Saturday, April 23, 2016

How SQL Server handles our requests for modifications

This is not something new with latest Microsoft SQL Server but this is still being discussed and it is unknown or unclear to many of database developers. While I was discussing transaction log of SQL Server database with few, as a part of it, how SQL Server accepts our requests and modifies records was discussed. Thought it is useful to everyone, hence making a post on it;

What really happens when we send a request to SQL Server? It can be an update or a delete. Request might be related to one record or many records. Have a look on below image;

This starts with the request. Either using an application or connecting directly to SQL Server using something like SSMS, we send the request. Once SQL Server received the request, it checks data pages related to the records. If data pages required are not in the memory (or buffer cache), it loads relevant data pages from the disk to memory. Then, remember, it modifies records in pages that are in the memory, not pages in the disk. That is what 1st and 2nd steps in the image explains.

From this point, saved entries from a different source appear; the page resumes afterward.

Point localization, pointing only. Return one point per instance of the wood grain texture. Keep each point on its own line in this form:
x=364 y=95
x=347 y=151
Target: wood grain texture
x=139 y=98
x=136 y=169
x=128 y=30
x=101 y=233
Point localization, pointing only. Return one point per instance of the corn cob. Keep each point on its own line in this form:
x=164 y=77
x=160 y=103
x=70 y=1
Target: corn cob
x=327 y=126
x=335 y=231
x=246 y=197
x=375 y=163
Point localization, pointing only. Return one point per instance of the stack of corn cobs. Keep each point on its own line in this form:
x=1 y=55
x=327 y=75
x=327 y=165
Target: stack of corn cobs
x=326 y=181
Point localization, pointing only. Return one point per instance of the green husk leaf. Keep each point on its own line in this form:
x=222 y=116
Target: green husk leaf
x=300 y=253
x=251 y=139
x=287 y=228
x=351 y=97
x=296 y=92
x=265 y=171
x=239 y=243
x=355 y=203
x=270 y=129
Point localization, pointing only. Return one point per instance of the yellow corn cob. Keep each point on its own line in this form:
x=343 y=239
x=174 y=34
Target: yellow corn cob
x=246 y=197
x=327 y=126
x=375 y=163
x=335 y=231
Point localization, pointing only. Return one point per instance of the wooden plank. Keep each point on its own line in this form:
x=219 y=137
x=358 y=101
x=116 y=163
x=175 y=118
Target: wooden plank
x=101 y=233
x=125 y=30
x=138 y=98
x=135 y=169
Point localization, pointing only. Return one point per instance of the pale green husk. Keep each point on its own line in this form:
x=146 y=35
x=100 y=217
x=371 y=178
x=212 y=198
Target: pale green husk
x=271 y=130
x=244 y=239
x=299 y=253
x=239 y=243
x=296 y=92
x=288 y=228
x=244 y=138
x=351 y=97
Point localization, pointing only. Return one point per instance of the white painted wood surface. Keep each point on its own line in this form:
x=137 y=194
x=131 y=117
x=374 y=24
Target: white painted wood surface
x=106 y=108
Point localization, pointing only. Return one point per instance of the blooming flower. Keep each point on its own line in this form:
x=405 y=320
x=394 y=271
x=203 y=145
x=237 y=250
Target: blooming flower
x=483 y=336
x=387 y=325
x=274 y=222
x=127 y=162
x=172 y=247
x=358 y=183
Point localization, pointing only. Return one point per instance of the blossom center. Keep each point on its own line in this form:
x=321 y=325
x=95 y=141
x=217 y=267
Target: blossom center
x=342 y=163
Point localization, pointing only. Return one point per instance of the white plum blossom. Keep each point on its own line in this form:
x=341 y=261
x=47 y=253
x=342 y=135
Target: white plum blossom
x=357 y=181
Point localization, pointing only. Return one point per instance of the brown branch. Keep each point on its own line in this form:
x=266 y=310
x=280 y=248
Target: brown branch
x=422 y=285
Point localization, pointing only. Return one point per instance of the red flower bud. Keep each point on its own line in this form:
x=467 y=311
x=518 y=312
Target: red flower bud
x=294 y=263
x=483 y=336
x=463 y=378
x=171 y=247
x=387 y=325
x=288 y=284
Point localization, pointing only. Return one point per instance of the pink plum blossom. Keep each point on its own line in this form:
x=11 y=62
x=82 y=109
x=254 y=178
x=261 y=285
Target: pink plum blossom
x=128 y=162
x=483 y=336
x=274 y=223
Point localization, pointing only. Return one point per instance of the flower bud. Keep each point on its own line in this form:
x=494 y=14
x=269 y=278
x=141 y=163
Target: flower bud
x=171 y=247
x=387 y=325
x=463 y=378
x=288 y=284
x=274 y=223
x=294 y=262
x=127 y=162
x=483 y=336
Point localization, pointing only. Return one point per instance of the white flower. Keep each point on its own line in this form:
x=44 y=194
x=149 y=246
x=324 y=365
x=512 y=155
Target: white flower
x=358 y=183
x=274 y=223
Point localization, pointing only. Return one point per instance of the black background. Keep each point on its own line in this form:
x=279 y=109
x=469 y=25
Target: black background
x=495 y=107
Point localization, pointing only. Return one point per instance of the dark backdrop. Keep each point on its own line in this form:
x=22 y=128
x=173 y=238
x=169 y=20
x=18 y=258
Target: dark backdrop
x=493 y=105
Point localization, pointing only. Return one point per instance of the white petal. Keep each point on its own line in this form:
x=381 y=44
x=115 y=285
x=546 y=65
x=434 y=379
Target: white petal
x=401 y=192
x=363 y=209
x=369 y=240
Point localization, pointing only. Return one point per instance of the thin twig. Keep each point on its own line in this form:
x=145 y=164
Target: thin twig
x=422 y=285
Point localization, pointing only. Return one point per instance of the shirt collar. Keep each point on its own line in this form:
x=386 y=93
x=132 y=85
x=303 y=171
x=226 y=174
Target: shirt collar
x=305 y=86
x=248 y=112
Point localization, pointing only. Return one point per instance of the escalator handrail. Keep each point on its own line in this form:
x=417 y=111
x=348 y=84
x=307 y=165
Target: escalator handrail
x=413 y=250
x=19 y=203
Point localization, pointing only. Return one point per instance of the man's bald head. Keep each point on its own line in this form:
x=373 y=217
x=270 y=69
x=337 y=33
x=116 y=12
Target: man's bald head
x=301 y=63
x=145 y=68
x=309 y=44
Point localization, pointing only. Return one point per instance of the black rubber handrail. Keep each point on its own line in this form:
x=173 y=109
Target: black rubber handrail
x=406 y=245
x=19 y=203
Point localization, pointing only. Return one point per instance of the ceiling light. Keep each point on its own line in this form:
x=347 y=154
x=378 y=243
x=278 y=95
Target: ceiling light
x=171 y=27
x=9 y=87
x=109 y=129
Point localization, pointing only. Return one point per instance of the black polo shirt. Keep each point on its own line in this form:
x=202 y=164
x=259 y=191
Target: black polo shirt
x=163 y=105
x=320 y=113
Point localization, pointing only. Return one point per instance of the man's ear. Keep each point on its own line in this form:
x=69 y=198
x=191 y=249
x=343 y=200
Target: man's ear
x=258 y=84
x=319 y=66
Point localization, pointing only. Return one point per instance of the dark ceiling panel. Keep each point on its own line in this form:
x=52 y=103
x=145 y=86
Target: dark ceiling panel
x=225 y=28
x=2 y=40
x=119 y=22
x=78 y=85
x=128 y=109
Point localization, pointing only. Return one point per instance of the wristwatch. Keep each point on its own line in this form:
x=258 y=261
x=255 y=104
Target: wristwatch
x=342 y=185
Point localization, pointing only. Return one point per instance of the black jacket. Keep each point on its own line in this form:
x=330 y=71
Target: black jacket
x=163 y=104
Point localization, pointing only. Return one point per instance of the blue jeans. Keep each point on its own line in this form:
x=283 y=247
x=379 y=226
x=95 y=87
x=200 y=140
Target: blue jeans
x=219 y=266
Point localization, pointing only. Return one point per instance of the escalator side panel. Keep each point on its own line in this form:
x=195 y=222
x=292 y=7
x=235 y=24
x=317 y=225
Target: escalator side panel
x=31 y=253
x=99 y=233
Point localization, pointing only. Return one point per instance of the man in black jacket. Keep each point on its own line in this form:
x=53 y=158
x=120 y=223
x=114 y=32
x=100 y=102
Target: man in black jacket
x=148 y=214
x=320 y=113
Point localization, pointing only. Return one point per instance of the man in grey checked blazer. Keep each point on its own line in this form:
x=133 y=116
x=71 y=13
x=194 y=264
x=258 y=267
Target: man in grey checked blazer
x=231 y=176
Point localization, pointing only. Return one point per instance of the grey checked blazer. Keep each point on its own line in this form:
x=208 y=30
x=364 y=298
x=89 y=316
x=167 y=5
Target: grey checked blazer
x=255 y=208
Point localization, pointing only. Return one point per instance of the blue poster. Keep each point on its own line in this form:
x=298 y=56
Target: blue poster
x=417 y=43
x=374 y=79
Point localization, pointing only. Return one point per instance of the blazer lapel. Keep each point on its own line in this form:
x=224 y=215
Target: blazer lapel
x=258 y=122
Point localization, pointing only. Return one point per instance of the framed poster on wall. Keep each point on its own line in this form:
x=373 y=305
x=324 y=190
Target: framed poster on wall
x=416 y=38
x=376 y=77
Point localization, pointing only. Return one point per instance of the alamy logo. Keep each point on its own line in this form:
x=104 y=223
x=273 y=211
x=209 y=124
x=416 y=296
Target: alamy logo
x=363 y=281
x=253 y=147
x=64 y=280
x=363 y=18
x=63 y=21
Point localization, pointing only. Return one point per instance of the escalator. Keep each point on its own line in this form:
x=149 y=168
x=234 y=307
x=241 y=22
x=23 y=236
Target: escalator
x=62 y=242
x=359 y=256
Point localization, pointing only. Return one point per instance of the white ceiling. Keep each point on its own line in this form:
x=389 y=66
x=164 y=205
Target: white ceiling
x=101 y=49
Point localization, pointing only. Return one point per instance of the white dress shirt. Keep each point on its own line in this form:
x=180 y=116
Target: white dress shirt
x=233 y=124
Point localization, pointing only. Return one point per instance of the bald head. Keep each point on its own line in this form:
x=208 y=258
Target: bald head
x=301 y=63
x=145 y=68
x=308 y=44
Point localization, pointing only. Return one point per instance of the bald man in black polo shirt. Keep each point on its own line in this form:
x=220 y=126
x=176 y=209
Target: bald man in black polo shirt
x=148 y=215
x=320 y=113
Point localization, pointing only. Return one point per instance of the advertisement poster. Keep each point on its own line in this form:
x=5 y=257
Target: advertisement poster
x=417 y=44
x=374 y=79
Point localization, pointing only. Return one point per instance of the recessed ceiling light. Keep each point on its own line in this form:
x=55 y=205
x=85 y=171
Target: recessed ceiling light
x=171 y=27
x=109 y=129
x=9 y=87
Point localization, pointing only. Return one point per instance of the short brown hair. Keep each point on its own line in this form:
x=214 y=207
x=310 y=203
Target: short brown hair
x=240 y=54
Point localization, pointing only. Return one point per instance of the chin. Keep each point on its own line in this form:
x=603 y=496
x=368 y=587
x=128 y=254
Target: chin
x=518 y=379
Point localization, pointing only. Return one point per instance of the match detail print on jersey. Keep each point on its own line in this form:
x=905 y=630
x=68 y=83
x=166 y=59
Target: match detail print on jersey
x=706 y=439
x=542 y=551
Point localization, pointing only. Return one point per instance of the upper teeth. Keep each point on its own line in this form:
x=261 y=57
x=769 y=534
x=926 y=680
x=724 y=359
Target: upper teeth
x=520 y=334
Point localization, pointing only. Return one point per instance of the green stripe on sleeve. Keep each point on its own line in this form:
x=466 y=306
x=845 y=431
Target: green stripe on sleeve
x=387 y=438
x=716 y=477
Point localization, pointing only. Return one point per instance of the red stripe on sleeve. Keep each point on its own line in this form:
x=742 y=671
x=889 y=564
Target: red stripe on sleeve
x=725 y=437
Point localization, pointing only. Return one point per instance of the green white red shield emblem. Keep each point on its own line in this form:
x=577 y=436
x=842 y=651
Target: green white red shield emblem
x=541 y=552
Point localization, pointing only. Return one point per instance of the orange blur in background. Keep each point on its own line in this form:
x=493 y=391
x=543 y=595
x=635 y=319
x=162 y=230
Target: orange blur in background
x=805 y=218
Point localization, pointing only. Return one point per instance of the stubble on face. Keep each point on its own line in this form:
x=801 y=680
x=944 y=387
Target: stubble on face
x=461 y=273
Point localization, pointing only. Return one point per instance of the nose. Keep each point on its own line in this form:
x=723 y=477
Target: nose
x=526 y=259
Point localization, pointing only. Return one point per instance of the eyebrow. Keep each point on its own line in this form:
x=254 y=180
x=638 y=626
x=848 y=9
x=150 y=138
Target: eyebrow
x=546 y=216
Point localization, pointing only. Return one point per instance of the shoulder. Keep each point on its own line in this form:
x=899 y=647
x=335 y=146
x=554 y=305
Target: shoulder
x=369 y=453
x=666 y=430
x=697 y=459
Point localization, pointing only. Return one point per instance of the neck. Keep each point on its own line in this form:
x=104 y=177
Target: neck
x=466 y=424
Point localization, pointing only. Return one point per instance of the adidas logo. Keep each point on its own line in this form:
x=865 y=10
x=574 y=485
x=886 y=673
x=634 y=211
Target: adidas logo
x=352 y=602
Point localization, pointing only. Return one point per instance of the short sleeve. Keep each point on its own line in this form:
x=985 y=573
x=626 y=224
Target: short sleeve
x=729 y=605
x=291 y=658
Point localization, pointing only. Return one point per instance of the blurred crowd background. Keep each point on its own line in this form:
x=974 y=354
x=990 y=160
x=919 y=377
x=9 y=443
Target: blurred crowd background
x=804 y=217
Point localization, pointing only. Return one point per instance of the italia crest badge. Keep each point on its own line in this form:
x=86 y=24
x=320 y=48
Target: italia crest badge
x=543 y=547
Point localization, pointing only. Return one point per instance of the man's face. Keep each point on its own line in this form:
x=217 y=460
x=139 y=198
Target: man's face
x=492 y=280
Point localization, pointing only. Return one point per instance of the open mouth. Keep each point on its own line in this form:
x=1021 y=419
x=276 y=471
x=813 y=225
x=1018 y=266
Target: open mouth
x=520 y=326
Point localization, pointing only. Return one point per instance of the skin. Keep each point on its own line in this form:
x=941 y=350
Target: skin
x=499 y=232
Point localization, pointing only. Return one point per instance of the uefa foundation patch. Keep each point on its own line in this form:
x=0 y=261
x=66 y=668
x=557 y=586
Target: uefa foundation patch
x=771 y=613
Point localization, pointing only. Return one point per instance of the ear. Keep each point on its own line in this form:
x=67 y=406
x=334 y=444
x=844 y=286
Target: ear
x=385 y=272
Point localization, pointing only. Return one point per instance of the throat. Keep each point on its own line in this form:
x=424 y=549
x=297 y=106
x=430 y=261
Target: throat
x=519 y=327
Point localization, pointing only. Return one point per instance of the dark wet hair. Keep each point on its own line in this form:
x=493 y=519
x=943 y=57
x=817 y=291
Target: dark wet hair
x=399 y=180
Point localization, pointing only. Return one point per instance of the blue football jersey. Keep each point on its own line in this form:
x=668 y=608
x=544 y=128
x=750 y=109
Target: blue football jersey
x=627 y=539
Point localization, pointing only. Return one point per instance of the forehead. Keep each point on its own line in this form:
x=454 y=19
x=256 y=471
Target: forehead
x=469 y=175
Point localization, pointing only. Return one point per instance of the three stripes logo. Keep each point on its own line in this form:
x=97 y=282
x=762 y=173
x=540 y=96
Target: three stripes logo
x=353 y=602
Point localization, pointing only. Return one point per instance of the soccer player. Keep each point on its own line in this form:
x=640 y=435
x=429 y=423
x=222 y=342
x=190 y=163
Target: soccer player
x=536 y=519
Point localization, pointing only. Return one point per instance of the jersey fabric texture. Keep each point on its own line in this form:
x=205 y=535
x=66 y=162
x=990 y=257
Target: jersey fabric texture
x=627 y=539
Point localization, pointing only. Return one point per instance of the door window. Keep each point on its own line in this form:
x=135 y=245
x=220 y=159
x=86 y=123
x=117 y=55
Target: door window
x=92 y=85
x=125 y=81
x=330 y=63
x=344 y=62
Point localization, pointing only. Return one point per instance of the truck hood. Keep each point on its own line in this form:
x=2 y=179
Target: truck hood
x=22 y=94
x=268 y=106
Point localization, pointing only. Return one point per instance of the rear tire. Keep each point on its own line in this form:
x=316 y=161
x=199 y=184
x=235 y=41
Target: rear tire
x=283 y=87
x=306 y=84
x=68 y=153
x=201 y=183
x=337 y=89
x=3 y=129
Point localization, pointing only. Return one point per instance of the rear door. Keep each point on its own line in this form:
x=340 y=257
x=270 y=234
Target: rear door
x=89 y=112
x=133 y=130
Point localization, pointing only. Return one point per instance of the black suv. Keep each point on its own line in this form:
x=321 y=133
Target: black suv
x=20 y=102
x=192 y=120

Third step is, updating the transaction log in the disk. Once the page (or pages) in the memory are modified, they become dirty pages. Then SQL Server writes redo and undo information to the log file. During this update, pages related are locked until the transaction log is completely updated.

Once the log is updated, the acknowledgement is sent to the application. Note that, even though the data files are not updated, we receive a message saying records are successfully updated. But we do not want worry, even something happen after we received the message, SQL Server can recover committed records, making sure durability which is one of the properties of the transaction, is satisfied with SQL Server.

Later, after one ore more transactions, a process called Checkpoint writes all dirty pages back to the disk, updating data files. This is how SQL Server handles our update requests.